6. Aggarwal HK, Mani MP, Jacob M. MoDL: Model-based deep learning architecture for inverse problems. IEEE Trans Med Imaging. 2018;38(2):394-405.

7. Shaw JL, Yang Q, Zhou Z, et al. Free-breathing, non-ECG, continuous myocardial T1 mapping with cardiovascular magnetic resonance multitasking. Magn Reson Med. 2019;81(4):2450-2463.

8. Breuer FA, Blaimer M, Heidemann RM, Mueller MF, Griswold MA, Jakob PM. Controlled aliasing in parallel imaging results in higher acceleration (CAIPIRINHA) for multi‐slice imaging. Magn Reson Med. 2005;53(3):684-691.

Figures

Figure 1. Network architecture of the proposed method.

Figure 2. NRMSE over spatial factor U among the testing set for both SMS data and single-slice data. Values in brackets are standard deviations. Best results are bolded.

Figure 3. Quantitative image metrics over reconstructed dynamic images among the testing set for both SMS data and single-slice data. Each bar is averaged over all the 2D frames, and error bar represents the corresponding standard deviation. Each image slice contains 20 cardiac frames, so there are 240 frames for SMS data and 300 frames for single-slice data.
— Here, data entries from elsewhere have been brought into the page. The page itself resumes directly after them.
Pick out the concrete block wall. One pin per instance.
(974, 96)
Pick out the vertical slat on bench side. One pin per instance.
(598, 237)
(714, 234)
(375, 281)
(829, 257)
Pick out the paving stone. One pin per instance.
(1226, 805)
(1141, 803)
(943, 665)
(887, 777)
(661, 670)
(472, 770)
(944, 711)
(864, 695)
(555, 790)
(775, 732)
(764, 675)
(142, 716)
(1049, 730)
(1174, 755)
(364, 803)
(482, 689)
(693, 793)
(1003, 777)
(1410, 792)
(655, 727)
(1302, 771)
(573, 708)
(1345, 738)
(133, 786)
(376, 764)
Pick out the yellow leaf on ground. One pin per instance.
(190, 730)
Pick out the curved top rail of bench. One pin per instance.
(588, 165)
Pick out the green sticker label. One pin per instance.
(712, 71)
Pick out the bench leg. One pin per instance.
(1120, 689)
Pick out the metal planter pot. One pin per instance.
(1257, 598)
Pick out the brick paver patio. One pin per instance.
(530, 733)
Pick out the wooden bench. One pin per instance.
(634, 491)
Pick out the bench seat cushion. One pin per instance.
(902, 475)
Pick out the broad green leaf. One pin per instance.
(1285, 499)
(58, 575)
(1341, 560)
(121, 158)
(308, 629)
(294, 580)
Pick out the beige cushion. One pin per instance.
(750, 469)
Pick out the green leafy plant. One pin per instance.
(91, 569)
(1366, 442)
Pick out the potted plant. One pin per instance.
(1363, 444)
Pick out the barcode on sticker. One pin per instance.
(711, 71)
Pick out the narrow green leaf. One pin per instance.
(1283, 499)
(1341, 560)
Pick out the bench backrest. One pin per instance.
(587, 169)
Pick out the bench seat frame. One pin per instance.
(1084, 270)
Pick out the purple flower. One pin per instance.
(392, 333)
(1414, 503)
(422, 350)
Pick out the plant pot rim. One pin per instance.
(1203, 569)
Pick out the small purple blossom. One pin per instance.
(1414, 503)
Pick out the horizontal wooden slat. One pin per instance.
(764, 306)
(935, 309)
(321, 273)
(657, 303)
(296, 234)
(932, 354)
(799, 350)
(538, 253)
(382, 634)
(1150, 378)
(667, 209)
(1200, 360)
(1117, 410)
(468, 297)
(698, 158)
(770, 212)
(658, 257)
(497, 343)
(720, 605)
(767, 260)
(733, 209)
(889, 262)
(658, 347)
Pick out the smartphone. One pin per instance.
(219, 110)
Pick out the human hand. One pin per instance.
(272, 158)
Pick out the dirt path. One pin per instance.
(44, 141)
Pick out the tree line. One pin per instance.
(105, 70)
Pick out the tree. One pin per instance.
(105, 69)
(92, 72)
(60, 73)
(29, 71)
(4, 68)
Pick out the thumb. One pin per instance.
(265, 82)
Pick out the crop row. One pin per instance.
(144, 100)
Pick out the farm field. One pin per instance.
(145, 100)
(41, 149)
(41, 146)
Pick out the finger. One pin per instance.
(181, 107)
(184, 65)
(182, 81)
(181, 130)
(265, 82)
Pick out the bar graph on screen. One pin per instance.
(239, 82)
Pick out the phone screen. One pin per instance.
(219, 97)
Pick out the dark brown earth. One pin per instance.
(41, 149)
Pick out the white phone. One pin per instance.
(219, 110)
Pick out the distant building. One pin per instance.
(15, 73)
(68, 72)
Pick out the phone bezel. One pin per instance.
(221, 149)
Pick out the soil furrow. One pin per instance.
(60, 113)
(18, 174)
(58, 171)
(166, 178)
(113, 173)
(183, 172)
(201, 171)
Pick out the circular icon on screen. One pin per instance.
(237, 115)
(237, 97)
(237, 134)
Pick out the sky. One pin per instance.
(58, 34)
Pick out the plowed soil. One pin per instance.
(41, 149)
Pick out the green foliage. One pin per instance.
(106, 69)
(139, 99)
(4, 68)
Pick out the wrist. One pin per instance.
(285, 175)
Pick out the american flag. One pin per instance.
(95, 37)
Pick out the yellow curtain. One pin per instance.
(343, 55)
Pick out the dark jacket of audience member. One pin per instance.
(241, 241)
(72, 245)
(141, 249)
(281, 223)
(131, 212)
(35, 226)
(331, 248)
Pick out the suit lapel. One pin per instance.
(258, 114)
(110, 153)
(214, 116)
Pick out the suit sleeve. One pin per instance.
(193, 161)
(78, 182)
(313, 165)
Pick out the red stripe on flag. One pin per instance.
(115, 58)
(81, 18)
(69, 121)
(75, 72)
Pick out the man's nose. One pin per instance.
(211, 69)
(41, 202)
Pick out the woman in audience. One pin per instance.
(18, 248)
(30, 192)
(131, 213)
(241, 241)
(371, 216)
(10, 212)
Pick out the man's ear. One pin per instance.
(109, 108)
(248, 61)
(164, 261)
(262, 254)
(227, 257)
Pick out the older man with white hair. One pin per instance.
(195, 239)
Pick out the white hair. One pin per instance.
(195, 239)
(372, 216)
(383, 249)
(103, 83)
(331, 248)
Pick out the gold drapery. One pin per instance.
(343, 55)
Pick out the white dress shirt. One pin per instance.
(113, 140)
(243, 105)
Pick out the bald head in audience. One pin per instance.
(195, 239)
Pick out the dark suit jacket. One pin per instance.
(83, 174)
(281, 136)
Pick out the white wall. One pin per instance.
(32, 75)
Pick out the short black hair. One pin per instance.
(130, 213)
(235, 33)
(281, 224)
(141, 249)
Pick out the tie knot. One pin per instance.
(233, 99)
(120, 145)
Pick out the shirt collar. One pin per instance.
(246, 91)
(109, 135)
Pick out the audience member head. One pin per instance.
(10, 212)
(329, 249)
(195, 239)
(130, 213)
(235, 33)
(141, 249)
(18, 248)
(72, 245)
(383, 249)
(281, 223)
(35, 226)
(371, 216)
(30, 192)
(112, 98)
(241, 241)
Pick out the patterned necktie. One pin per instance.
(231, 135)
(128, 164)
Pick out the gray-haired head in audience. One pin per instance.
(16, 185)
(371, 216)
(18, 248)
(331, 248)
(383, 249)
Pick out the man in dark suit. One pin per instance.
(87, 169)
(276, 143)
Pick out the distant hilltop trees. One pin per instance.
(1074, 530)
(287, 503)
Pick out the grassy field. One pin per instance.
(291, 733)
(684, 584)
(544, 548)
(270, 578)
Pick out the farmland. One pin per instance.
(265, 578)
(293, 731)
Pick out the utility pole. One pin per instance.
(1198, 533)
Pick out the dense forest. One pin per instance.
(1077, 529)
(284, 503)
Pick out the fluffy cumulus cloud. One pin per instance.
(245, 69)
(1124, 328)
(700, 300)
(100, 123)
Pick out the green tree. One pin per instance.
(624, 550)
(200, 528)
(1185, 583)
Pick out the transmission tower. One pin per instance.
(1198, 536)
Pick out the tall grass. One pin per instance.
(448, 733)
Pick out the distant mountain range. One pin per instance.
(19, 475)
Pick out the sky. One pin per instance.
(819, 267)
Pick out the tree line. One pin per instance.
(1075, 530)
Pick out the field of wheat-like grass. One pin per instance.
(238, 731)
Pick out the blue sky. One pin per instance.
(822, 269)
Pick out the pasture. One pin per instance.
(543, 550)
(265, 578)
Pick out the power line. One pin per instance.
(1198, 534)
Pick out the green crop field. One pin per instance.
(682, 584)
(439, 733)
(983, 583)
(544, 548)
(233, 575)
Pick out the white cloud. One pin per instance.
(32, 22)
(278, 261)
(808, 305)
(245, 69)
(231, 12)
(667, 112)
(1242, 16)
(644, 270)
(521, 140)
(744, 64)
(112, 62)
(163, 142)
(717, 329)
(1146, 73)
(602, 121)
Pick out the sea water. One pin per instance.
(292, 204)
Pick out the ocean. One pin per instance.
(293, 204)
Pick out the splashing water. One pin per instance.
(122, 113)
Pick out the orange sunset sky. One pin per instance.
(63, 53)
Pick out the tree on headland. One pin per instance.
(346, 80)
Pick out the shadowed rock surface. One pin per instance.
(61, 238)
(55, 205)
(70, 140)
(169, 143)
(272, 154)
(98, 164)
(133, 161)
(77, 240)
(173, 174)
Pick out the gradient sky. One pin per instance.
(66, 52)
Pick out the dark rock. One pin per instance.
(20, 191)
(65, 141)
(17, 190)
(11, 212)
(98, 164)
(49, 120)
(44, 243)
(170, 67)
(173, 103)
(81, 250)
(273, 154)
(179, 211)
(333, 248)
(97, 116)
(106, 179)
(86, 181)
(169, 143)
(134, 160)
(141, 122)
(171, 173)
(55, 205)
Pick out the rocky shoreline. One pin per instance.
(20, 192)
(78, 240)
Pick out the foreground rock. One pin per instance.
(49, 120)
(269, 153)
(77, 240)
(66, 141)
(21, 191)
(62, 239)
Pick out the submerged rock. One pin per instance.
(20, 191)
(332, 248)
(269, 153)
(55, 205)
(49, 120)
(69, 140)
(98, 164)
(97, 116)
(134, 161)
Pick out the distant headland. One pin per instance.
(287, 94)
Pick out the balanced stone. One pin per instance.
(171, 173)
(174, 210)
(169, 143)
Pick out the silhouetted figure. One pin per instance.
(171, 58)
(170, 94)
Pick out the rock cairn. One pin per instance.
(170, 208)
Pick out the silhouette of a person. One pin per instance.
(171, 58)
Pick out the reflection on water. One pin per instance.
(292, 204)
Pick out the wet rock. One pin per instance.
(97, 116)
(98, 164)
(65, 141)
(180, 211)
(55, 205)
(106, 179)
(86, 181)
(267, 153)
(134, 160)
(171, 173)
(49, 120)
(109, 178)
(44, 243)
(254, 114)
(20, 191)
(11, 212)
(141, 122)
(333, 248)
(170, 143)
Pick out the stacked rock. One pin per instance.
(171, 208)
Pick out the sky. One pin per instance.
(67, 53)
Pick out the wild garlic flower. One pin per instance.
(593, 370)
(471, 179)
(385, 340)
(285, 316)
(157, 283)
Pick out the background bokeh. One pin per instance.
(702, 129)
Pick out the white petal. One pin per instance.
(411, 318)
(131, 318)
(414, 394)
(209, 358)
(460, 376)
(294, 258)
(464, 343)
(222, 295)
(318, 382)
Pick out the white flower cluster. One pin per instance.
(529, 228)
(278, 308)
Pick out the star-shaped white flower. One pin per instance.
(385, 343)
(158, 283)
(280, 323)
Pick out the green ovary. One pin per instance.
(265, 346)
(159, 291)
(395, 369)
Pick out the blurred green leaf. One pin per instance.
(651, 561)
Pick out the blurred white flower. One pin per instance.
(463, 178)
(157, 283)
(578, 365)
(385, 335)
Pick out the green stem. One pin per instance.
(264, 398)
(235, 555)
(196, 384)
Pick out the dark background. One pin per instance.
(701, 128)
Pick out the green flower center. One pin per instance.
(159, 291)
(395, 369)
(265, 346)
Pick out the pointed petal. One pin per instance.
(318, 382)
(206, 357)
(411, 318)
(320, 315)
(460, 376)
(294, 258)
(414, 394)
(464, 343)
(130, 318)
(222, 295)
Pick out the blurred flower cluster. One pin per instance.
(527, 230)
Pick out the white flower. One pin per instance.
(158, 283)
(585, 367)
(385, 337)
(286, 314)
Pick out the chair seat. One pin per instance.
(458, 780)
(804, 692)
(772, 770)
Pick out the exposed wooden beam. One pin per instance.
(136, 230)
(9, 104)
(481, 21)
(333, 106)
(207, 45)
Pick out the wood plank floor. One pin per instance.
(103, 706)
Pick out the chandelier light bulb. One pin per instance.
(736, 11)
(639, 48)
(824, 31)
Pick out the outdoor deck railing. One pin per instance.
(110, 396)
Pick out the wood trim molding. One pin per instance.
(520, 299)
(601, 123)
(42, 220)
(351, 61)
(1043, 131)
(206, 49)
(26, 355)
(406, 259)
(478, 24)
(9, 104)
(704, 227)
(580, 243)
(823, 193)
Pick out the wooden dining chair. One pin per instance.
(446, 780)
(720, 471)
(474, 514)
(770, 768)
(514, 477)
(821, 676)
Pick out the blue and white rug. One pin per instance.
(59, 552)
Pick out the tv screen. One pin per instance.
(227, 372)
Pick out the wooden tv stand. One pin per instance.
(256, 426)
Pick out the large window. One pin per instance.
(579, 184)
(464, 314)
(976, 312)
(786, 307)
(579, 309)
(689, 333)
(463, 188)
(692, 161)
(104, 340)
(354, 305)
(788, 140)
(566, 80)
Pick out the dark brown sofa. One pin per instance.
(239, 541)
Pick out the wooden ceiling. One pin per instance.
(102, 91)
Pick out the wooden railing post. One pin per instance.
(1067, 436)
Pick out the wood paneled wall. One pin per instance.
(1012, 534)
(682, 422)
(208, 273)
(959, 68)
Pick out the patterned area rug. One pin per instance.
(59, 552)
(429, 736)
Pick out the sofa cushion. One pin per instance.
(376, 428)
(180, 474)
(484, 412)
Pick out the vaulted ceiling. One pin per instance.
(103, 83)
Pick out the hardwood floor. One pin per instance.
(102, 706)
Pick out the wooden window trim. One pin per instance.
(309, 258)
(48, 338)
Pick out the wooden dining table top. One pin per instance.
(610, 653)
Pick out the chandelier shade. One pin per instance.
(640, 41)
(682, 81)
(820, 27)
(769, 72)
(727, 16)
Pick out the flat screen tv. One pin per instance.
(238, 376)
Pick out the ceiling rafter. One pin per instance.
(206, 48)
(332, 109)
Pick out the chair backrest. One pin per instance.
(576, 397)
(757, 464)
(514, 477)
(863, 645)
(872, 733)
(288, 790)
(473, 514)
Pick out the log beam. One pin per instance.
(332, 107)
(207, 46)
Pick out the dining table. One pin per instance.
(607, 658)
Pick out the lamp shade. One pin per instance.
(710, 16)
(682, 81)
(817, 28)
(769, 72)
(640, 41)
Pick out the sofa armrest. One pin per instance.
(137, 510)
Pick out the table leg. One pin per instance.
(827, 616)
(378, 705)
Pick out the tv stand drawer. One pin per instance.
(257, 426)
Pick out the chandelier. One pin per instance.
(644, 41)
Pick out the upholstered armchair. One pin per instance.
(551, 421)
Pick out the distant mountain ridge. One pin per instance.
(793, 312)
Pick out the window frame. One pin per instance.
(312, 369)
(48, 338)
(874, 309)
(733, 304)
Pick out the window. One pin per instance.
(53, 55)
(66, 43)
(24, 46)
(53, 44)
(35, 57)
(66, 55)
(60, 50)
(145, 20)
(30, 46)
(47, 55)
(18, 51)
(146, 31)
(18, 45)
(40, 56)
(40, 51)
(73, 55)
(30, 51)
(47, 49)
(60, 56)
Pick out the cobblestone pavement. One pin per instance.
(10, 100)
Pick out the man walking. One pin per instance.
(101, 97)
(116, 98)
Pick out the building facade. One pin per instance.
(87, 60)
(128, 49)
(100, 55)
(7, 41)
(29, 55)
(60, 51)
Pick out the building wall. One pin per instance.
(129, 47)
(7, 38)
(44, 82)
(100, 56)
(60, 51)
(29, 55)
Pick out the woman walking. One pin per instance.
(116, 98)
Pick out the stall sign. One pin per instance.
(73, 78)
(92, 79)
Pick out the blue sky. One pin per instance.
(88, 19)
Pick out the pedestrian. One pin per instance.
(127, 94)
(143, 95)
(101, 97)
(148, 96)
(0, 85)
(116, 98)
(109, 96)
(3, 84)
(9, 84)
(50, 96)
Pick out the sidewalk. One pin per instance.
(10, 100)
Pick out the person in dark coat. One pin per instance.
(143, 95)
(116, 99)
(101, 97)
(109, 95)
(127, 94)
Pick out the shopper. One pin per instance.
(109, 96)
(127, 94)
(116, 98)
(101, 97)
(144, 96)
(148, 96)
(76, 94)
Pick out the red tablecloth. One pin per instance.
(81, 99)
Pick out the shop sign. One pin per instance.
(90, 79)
Figure 4. An example slice of testing SMS image reconstructed from U0, Ucnn, Udc and iteratively reconstructed reference. (a) T1-weighted images in dark blood contrast with its corresponding error maps. (b) T1 maps with its corresponding error maps.

Figure 5. Bland-Altman plots for SMS and single-slice T1 testing results. Average T1 values in the left-ventricular myocardium are shown.